While Washington appears intent on this plan, it is almost pointless in terms of meaningfully stopping Iran’s program in light of all of the nuclear progress that Iran has made in the past 18 months.
“Plan B” would involve applying real international pressure to bring Iran back to negotiations in an authentic manner in order to strike a longer, stronger nuclear agreement. This would involve employing diplomacy, mixed with a credible military threat by both the United States and Israel.
It seems reasonable to assume that Israeli officials visiting Washington have been promoting such an approach. A better, stronger agreement would keep Iran away from nuclear weapons for decades—not just several years as the current JCPOA and its short-term sunset clauses would.
A better deal would also see Iran not only giving up its fissile material but disassembling its nuclear infrastructure, and the IAEA receiving stronger supervision abilities able to respond to suspicious activity as revealed in the Iranian archive, which the Mossad retrieved from Tehran in 2018 in a daring operation.
The international community has already proven its ability to unite and press Iran to the negotiations table in 2015, and it could in theory repeat this. A combination of economic, diplomatic and military deterrence and pressure would be needed to achieve this.
A strike could trigger a wider war
In the event that the two plans fail, the question of military action becomes relevant.
The Israel Defense Forces has been working to build updated military options to prevent Iran from breaking through to nuclear weapons.
If diplomacy continues to stall, Iran will need reminders that military options also exist.

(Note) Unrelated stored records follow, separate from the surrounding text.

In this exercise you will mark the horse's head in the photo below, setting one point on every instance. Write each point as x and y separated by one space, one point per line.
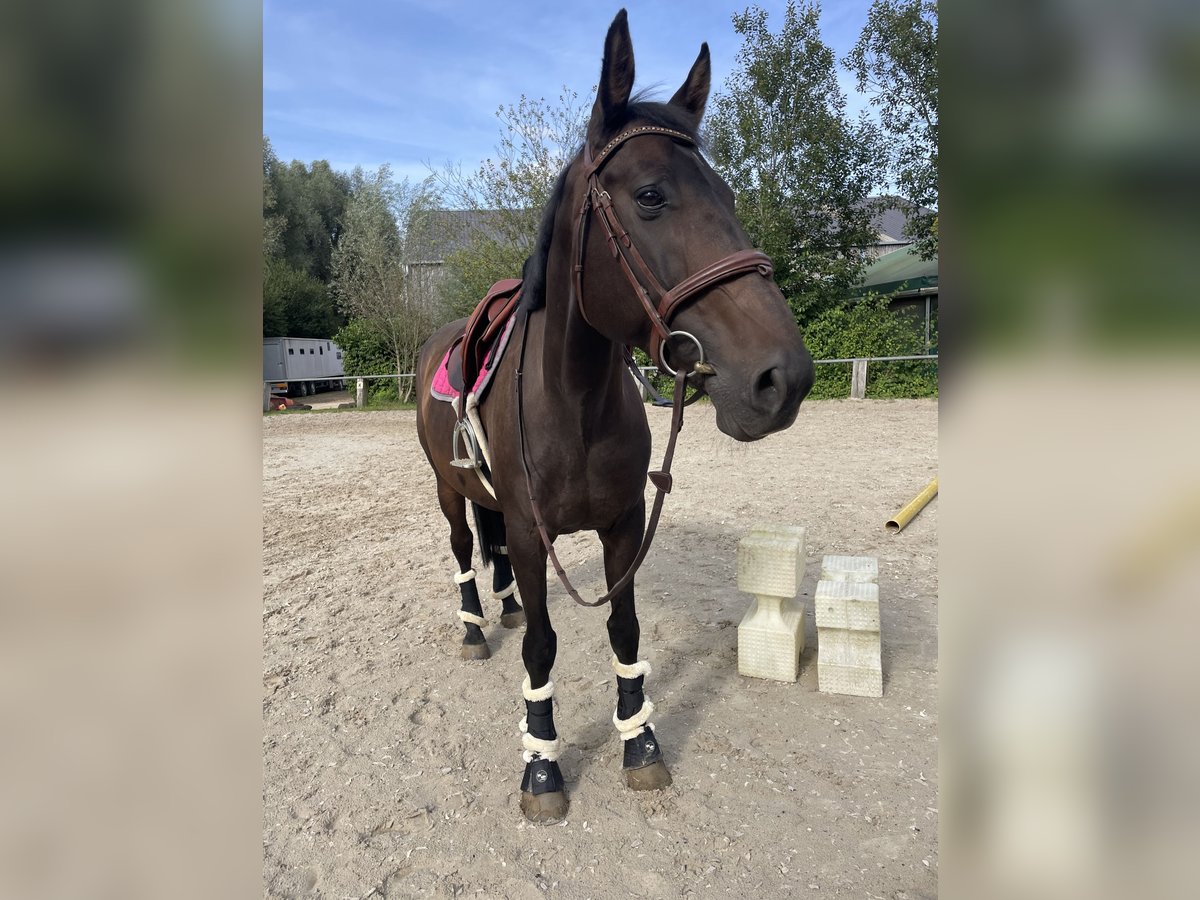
687 247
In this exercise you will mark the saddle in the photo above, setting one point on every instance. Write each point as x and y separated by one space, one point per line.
471 351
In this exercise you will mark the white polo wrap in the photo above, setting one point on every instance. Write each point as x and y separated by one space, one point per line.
547 750
631 671
634 725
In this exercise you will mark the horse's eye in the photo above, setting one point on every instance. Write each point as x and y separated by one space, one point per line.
651 198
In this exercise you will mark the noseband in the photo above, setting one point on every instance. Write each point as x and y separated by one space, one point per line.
658 301
622 246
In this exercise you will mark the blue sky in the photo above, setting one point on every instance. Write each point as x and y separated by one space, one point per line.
417 83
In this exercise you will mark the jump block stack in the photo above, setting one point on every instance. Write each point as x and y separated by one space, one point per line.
847 612
771 636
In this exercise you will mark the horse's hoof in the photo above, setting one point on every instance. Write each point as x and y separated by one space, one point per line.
544 808
513 619
475 651
648 778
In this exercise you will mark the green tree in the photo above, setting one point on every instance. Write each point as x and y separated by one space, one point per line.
507 193
869 328
895 64
309 207
295 304
801 168
303 211
373 280
366 352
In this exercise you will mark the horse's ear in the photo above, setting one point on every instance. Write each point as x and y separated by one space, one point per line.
616 79
693 95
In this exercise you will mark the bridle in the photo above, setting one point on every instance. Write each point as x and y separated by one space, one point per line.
597 201
643 280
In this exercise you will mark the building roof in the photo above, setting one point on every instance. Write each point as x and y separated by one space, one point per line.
900 273
892 220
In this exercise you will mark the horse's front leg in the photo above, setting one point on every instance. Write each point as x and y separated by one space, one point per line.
543 791
645 769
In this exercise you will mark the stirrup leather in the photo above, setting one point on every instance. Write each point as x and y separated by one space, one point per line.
463 431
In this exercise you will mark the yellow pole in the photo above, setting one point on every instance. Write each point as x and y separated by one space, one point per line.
915 505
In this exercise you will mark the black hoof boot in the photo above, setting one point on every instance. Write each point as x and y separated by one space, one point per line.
645 769
543 795
474 645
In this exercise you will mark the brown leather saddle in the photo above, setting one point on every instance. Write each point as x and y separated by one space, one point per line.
471 348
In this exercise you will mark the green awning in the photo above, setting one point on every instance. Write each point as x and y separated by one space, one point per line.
901 271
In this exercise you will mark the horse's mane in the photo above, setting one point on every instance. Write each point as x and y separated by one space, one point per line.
533 293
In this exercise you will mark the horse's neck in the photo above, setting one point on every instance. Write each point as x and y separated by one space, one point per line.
576 363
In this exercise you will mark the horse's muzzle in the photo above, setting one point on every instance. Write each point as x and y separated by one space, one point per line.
772 399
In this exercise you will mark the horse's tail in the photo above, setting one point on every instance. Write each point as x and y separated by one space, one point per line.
490 529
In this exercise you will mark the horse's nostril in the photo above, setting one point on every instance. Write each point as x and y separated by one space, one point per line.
769 389
766 382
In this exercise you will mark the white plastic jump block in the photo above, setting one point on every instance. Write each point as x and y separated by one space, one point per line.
847 616
858 569
771 636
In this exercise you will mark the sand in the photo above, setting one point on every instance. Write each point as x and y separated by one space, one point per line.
393 768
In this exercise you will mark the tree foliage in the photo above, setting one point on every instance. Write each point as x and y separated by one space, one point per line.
507 193
366 352
295 304
801 168
868 328
303 211
372 280
895 64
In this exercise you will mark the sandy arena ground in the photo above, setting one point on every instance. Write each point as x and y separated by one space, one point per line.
393 768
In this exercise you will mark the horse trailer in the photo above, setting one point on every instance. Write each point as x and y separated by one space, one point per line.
301 365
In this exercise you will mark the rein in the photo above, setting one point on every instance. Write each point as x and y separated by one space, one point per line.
597 201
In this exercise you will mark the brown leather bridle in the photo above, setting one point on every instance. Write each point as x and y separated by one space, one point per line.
643 281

From Israel’s perspective, a nuclear Iran would form an intolerable, existential threat—and not only because of direct nuclear threats. Iran’s regional activity and network of proxies would receive a nuclear umbrella, meaning that Iran’s risky, destabilizing activity in the region would be placed on steroids. This would trigger a nuclear arms race with Sunni states like Saudi Arabia launching their own bids to arm themselves with atomic bombs in the coming decades. Such a regional future represents an unacceptably dangerous and unstable scenario to be avoided at all costs.
Despite its bravado, Iran has no interest in entering into direct state-on-state wars. It has demonstrated this repeatedly in the past 20 years. In 2003, with the U.S. Military in Afghanistan and Iraq around it, the Islamic Republic froze its military nuclear program, dubbed “Amad.” More recently, Iran has invested plenty of efforts and resources in protecting its nuclear infrastructure by placing parts of it underground and surrounding its sites with air defense systems—showing just how seriously Tehran takes the threat of military action.
Should diplomacy fail, “Plan C” would be the last resort. It is a scenario that the Israeli defense establishment must prepare intensively for. A strike on Iran’s nuclear program would likely trigger a regional wider war, though not necessarily.
Multiple scenarios, including the activation of Hezbollah in Lebanon, which is 20 times more powerful than it was during the 2006 Second Lebanon War, coupled with Iran’s proxies in Syria and Iraq, must be factored into the planning.
This will contribute to the credibility of Israel’s military deterrence. Currently, it appears as if Iran’s Supreme Leader, Ayatollah Khamenei, does not assess that there is an imminent military threat to his country, and he is acting on the basis of that assessment.
Should he be convinced otherwise, particularly with the assistance of the United States, Khamenei is likely to change course for he fears what a direct war could do to his Islamic revolution.
Israel began developing its military capabilities for stopping Iran’s nuclear program in 2004, and it hasn’t stopped. As time goes by, the chances of Israel needing to deploy these capabilities appear to have risen. Now, with Tehran accelerating its nuclear program, Jerusalem is accelerating its own military strike capability in parallel.
The year 2022 will prove to be a critical junction.